In der Freitagsausgabe der "Bild" wurde der Informationschef von Leo Kirchs Sendergruppe Pro Sieben Sat 1 Media AG , Claus Larrass, für seine Entscheidung, auf N24 live zu übertragen, als "Gewinner des Tages" bejubelt. "Sensationelles Live-TV" schwärmte das Boulevardblatt. Doch damit könnte es bald vorbei sein.
Zu erwarten ist, dass Beckers Rechtsbeistände Anfang der Woche versuchen werden, bei einem deutschen Gericht eine Einstweilige Verfügung gegen die Ausstrahlung zu erreichen, um weitere Live-Übertragungen zu unterbinden. Aus dem Kreis der Anwälte in Miami verlautete, man werde die Angelegenheit nun sehr genau prüfen. Auch der Münchner Anwalt Dierk Burger, der Becker lange vertreten hat, hält eine Einstweilige Verfügung für wahrscheinlich. "Das müsste bei Gericht durchgehen, so klar wie der Fall liegt."
N24 hatte bereits angekündigt, am Montag erneut ab 14.45 Uhr zu berichten, auch RTL will unter dem schmissigen Motto "Becker gegen Becker - der Rosenkrieg live aus Miami" übertragen.
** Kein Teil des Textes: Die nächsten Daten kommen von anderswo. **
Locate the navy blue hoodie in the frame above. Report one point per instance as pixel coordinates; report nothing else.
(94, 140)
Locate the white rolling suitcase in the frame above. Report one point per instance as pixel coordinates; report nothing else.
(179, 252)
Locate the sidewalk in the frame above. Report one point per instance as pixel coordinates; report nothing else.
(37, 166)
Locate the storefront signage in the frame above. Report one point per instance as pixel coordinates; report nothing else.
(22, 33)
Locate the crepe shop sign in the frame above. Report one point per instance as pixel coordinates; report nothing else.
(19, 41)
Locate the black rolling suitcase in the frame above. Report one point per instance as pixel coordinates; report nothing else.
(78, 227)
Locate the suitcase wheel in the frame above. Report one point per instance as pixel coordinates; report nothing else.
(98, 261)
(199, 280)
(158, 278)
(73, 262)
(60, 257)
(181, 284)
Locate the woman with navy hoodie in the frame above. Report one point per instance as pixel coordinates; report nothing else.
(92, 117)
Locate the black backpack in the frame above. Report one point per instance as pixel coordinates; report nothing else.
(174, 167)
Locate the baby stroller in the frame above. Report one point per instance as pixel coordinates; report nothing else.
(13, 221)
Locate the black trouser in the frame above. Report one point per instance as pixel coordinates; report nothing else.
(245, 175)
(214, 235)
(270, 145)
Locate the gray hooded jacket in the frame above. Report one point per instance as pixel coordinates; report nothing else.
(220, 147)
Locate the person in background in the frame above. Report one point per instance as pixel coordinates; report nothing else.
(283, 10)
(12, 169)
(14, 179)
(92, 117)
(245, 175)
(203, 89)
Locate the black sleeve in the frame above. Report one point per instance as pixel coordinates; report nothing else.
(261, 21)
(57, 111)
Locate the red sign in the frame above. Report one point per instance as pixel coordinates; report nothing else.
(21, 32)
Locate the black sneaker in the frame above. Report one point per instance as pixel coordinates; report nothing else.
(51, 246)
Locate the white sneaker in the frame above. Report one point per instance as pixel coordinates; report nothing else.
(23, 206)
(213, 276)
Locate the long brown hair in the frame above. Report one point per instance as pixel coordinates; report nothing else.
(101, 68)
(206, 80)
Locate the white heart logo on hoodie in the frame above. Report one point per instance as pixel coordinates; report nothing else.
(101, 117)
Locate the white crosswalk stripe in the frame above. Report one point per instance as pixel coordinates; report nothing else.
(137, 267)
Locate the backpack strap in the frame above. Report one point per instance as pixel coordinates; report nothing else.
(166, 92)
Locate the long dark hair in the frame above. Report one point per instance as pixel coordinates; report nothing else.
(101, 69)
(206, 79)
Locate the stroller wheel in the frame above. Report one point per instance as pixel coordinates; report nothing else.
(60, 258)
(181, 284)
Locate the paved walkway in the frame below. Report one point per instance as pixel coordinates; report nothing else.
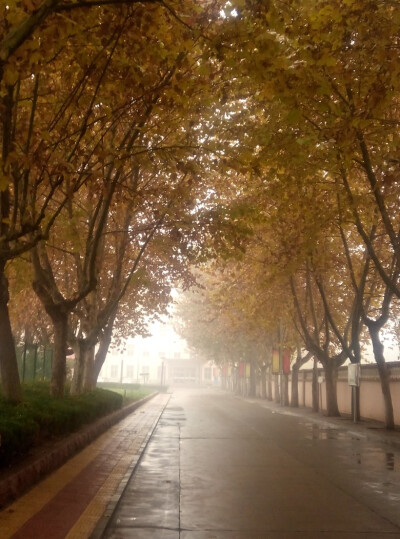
(220, 467)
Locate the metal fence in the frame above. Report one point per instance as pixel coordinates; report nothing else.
(34, 362)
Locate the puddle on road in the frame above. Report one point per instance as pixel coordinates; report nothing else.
(376, 458)
(316, 432)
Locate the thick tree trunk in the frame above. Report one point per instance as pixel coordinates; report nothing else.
(315, 387)
(102, 351)
(252, 388)
(384, 376)
(277, 389)
(59, 370)
(90, 379)
(79, 347)
(294, 401)
(10, 381)
(331, 369)
(263, 382)
(285, 380)
(269, 385)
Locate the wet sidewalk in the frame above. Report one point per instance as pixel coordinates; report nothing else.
(72, 501)
(220, 467)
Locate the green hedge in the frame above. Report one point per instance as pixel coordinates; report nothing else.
(40, 417)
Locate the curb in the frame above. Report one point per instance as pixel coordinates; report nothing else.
(35, 468)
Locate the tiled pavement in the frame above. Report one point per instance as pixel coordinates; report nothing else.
(71, 501)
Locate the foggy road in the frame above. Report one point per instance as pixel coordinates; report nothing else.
(219, 467)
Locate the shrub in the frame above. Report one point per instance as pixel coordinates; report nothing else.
(40, 417)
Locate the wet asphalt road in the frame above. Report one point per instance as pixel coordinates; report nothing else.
(219, 467)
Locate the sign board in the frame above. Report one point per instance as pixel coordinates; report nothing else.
(353, 374)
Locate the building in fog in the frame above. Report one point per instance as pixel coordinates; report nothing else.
(163, 358)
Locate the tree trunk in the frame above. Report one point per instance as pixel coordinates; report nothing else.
(383, 375)
(10, 381)
(285, 379)
(252, 389)
(104, 345)
(79, 347)
(59, 370)
(294, 401)
(332, 408)
(263, 382)
(269, 384)
(90, 379)
(315, 388)
(277, 389)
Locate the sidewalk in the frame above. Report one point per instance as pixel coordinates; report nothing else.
(78, 500)
(365, 428)
(226, 467)
(70, 502)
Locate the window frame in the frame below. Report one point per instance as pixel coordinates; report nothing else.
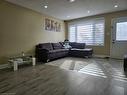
(93, 21)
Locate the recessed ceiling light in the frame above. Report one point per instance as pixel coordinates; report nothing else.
(45, 6)
(71, 0)
(88, 11)
(68, 16)
(115, 6)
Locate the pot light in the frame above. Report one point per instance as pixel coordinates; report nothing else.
(71, 0)
(115, 6)
(45, 6)
(88, 11)
(68, 16)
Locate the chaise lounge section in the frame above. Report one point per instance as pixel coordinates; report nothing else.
(49, 51)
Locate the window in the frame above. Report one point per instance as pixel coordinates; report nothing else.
(91, 33)
(121, 31)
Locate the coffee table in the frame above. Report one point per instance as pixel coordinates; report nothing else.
(15, 61)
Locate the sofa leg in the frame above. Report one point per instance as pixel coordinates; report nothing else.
(47, 60)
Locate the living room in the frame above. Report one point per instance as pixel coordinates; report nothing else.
(94, 63)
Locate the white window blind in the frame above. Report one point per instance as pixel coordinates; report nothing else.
(72, 32)
(91, 33)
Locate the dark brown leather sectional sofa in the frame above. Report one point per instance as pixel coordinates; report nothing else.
(48, 51)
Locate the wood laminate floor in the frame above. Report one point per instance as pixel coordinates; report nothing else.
(67, 76)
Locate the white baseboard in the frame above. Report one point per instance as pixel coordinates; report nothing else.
(101, 56)
(3, 66)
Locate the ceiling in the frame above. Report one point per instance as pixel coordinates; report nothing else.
(65, 10)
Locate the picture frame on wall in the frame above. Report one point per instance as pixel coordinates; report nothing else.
(52, 25)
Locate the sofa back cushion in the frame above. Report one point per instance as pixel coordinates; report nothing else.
(57, 46)
(77, 45)
(47, 46)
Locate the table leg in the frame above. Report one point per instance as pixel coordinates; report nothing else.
(33, 61)
(15, 65)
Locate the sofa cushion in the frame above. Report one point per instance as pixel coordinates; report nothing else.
(47, 46)
(59, 50)
(77, 45)
(57, 46)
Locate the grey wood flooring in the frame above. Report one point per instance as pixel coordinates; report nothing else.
(84, 77)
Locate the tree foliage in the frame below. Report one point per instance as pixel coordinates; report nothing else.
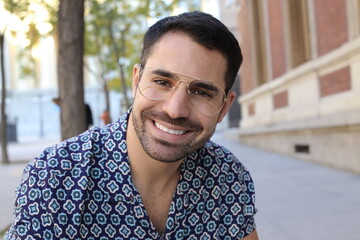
(114, 31)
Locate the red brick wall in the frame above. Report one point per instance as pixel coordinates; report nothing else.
(331, 24)
(280, 99)
(277, 40)
(335, 82)
(246, 76)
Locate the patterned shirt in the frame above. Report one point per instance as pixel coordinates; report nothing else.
(82, 189)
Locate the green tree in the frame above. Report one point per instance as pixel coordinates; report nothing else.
(4, 153)
(114, 31)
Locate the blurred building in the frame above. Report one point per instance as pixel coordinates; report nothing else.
(301, 79)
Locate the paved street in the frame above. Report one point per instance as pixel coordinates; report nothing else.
(296, 200)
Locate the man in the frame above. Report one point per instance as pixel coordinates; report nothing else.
(153, 174)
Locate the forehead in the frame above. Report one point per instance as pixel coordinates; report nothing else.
(177, 52)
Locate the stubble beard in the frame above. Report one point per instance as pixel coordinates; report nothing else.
(160, 149)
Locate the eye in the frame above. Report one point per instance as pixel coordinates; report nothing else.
(162, 83)
(202, 93)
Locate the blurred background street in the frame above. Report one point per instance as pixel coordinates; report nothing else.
(296, 200)
(295, 123)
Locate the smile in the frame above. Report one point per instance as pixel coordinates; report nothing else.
(174, 132)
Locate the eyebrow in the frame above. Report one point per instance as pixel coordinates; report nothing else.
(207, 86)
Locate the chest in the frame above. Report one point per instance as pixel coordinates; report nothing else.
(157, 205)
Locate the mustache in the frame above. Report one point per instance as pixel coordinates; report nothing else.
(180, 122)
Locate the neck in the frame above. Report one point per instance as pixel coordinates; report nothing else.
(146, 171)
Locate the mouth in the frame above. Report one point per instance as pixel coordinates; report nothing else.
(170, 131)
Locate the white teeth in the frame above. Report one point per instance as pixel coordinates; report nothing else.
(175, 132)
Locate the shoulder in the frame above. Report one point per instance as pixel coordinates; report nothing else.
(78, 153)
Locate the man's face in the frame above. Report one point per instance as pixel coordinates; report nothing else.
(171, 128)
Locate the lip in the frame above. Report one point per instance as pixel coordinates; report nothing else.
(169, 132)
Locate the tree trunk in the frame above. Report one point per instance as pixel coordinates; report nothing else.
(70, 67)
(118, 53)
(4, 154)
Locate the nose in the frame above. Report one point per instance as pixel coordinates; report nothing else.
(178, 104)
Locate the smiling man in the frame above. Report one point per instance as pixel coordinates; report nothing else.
(153, 174)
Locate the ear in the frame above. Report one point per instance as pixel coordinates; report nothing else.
(229, 101)
(135, 78)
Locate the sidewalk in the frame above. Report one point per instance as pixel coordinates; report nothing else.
(296, 200)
Lediglich ARD und ZDF hatten sich mit Hinweis auf geltendes deutsches Recht zurückgehalten. "Da muss man nicht mal juristisch argumentieren, da reicht mir die journalistische Ethik", sagt der stellvertretende ZDF-Chefredakteur Helmut Reitze.
Interessant ist die Frage der Rechtsmäßigkeit der Übertragung auch vor dem Hintergrund einer Entscheidung, die das Bundesverfassungsgericht am 24. Januar fällen wird. Dort hatte der Nachrichtensender n-tv auf Zulassung von Fernsehkameras im Gerichtsaal geklagt. Bislang wird eine Aufzeichnung von Prozessen durch das Gerichtsverfassungsgesetz unterbunden, um die Angeklagten durch die Anwesenheit von Kameras nicht zu verunsichern und in ihren Aussagen nicht zu beeinflussen.
Die große Mehrheit der Deutschen lehnt die TV-Übertragung ab. In einer Emnid-Umfrage im Auftrag von SPIEGEL ONLINE sprachen sich 89 Prozent gegen Live-Bilder der Anhörung von Boris Becker und Barbara Becker im deutschen TV aus. Nur sieben Prozent sind für eine Übertragung.